OT12025 - PRT: supplement - outline
Supplement (or uplift as it is sometimes known) is a 35% addition to certain, ‘qualifying’, expenditure in accordance with OTA75\S2(9)(b)(ii) (for OTA75\SCH5 claims) and OTA75\S2(9)(c)(ii) (for OTA75\SCH6 claims). The rate of 35%has been in operation in relation to expenditure contracted for after 31 December 1978 (the previous rate being 75% with a transitional rate of 66 2/3%). The interaction of supplement with other provisions is considered at OT12750.
To qualify, the expenditure in question must be incurred by a participator
- for one (or more) of the purposes detailed in OTA75\S3(5), see OT12050
- and in any period up to and including the period in which the participator breaks even in the field of claim, the so-called ‘net profit period’ (NPP), see OT12650.
As well as relief not being available after the end of the NPP, supplement may also not be due where there are particular contractor payment arrangements, see OT12575.
The categories of expenditure qualifying for supplement (qualifying expenditure) very broadly correspond to the sort of expenditure which would be classed as capital on normal accountancy principles, but there may also be items which, on an accountancy basis, would be revenue but which nevertheless qualify for supplement, and vice versa.
Claims procedures are considered at OT12075.

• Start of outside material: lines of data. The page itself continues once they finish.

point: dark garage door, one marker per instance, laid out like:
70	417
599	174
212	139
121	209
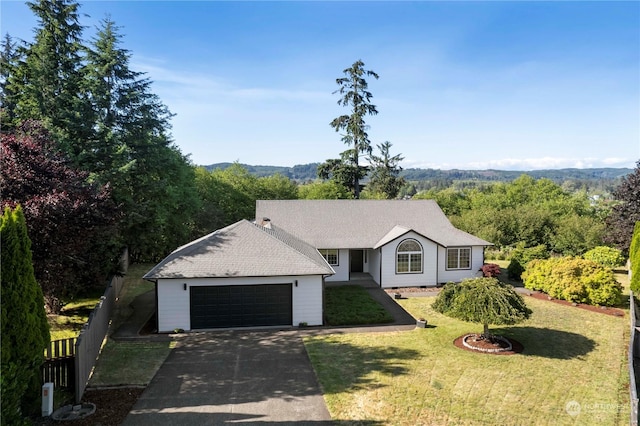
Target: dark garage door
240	306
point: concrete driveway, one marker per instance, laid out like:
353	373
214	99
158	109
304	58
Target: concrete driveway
255	377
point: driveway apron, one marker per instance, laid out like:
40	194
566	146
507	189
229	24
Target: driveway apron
259	377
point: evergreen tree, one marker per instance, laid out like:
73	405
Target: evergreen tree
51	78
355	95
385	171
133	152
9	60
25	332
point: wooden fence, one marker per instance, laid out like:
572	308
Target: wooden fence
69	362
634	346
59	365
90	339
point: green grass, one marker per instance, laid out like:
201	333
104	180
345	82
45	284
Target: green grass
133	286
420	377
129	363
352	305
73	316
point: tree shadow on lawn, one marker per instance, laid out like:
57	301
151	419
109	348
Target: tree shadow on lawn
549	343
344	366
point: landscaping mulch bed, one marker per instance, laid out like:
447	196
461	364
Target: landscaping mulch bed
112	406
516	347
600	309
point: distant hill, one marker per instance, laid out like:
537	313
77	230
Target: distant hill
307	172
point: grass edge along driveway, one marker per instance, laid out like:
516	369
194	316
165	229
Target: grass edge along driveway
418	377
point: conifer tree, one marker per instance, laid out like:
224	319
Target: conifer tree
51	78
385	171
9	90
25	332
356	96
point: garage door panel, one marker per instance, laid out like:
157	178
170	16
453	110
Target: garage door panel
241	306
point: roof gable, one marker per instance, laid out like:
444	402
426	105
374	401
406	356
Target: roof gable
242	249
362	223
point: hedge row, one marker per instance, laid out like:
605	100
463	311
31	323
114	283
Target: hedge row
605	256
573	279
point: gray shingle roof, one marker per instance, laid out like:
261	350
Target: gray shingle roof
243	249
362	223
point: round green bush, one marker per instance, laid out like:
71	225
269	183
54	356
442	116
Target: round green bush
573	279
605	256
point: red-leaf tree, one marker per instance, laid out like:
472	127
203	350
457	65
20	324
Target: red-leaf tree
71	223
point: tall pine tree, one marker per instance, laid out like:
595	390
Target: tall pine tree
132	150
355	95
51	76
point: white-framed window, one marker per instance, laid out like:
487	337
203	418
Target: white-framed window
330	255
459	258
409	257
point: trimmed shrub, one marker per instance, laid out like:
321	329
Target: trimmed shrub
24	329
573	279
634	257
605	256
490	270
521	256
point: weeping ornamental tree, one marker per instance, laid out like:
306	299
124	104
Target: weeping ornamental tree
482	300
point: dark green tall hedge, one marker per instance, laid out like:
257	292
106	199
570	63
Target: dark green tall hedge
634	257
25	332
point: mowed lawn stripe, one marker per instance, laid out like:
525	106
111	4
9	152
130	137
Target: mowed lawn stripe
420	377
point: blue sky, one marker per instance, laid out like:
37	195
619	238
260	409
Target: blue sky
472	85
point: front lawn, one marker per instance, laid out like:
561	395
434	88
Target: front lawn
419	377
129	363
352	305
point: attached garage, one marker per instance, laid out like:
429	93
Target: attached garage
241	306
244	275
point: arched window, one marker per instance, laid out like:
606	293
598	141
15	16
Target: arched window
409	257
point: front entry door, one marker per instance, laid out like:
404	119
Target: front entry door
356	261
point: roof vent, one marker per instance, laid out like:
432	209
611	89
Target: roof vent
266	222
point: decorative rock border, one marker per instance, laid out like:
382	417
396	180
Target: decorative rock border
74	412
475	348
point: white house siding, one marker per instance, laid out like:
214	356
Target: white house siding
457	275
374	264
174	307
307	300
342	269
389	278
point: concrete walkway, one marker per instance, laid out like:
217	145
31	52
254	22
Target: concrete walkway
233	376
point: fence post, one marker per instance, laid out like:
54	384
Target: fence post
633	342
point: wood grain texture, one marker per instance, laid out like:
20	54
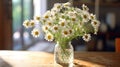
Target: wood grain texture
42	59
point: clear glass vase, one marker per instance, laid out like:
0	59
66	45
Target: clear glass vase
64	54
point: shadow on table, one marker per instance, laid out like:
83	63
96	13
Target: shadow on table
3	63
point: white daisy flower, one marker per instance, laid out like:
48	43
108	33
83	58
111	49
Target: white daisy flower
37	18
86	37
85	16
35	32
92	17
95	23
49	37
45	28
26	23
32	23
65	33
84	7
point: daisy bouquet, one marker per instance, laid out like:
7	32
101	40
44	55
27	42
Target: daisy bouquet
63	23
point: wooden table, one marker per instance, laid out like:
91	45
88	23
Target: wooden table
42	59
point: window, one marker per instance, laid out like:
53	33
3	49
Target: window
22	10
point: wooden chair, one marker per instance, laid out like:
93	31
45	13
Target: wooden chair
117	44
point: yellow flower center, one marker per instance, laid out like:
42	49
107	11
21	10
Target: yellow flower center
27	24
65	32
46	16
73	19
49	23
86	36
36	32
62	24
32	24
70	31
95	23
46	28
85	16
92	17
55	28
38	18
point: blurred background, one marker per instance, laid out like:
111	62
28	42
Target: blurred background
13	36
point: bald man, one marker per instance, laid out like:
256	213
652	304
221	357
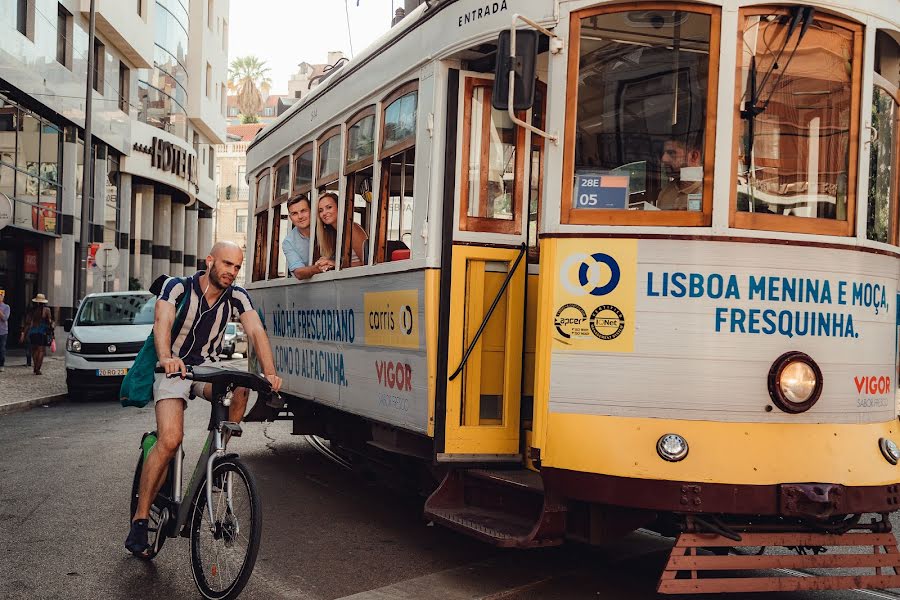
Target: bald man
214	300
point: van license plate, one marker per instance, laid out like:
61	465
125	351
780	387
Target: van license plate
111	372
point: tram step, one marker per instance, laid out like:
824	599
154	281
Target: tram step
690	571
504	508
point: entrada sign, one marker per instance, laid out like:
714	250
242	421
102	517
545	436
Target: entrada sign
171	158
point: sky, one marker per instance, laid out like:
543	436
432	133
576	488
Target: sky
285	33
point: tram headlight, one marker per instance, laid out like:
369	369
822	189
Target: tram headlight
672	447
795	382
889	450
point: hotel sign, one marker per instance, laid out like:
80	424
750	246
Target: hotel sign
170	158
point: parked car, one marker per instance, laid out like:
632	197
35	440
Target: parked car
104	337
235	340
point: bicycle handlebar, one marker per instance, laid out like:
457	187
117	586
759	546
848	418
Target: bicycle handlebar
224	376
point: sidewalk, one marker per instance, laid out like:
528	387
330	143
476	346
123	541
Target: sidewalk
20	388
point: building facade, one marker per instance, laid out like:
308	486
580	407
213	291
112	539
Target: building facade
158	95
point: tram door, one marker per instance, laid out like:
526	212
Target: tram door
489	264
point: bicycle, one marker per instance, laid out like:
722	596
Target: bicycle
220	490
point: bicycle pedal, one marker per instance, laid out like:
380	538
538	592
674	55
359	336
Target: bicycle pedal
232	428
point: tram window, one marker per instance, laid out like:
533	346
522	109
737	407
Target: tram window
302	170
493	164
881	221
357	217
797	121
329	155
399	123
640	143
395	217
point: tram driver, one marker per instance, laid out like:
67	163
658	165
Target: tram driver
682	161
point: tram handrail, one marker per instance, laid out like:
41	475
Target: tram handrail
487	317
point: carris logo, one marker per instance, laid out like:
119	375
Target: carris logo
393	375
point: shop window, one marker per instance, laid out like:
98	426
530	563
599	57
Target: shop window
493	164
395	219
796	122
639	142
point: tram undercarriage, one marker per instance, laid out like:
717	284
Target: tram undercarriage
789	537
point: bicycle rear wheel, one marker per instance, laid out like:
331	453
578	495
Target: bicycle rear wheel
158	517
223	551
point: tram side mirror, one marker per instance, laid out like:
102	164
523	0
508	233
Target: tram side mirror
523	65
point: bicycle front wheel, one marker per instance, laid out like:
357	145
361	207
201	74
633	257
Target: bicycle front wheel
224	549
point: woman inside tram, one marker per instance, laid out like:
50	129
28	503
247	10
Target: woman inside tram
326	233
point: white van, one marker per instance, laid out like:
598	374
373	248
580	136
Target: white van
104	337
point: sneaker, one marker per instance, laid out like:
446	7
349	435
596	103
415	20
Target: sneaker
137	543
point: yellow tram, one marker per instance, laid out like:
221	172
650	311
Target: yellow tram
650	279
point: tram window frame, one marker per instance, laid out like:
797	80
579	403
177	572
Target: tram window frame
384	206
261	228
409	141
328	136
277	265
302	188
353	171
468	222
538	145
791	223
682	218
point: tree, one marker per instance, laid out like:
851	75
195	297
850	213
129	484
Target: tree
248	79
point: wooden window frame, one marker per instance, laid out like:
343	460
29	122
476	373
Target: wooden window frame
407	142
894	214
332	175
305	188
582	216
790	223
381	216
349	167
277	202
485	224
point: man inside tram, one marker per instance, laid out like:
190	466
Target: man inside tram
682	161
296	242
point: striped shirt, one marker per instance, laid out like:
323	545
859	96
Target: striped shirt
200	338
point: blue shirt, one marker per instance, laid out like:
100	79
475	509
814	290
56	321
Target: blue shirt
200	338
296	250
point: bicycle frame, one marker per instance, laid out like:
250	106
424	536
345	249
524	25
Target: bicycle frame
213	449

Supplement is only available on expenditure that has a field-specific purpose. It follows that claims under OTA75\SCH7 do not attract supplement.
Background
One way of looking at supplement is as compensation for the absence of PRT relief for interest (OTA75\S3(4)(a), see OT09475). However, as it is given as a % of allowable expenditure, it is not directly related to financing costs.
In fact, in the High Court (see CIR v Mobil North Sea Ltd, 60TC333), Harman J rejected a submission that supplement is a proxy for finance costs, preferring to see it as an inducement to companies (deferring and reducing their liability to PRT) to exploit the North Sea. In the Court of Appeal Balcombe LJ agreed. He said (foot, page 344), ‘there is nothing in the Act to lead to this conclusion and, in my judgment, it is not permissible for the court to speculate on the particular reason for the inclusion of supplement as a deductible item in calculating the profits chargeable to PRT.’
But in the same case Lord Templeman did associate interest with supplement saying (page 350D), ‘no allowance is permitted for interest or other costs of borrowing but certain types of expenditure [qualify] for an additional deductible allowance, originally equal to 75 per cent of the amount of qualifying expenditure.’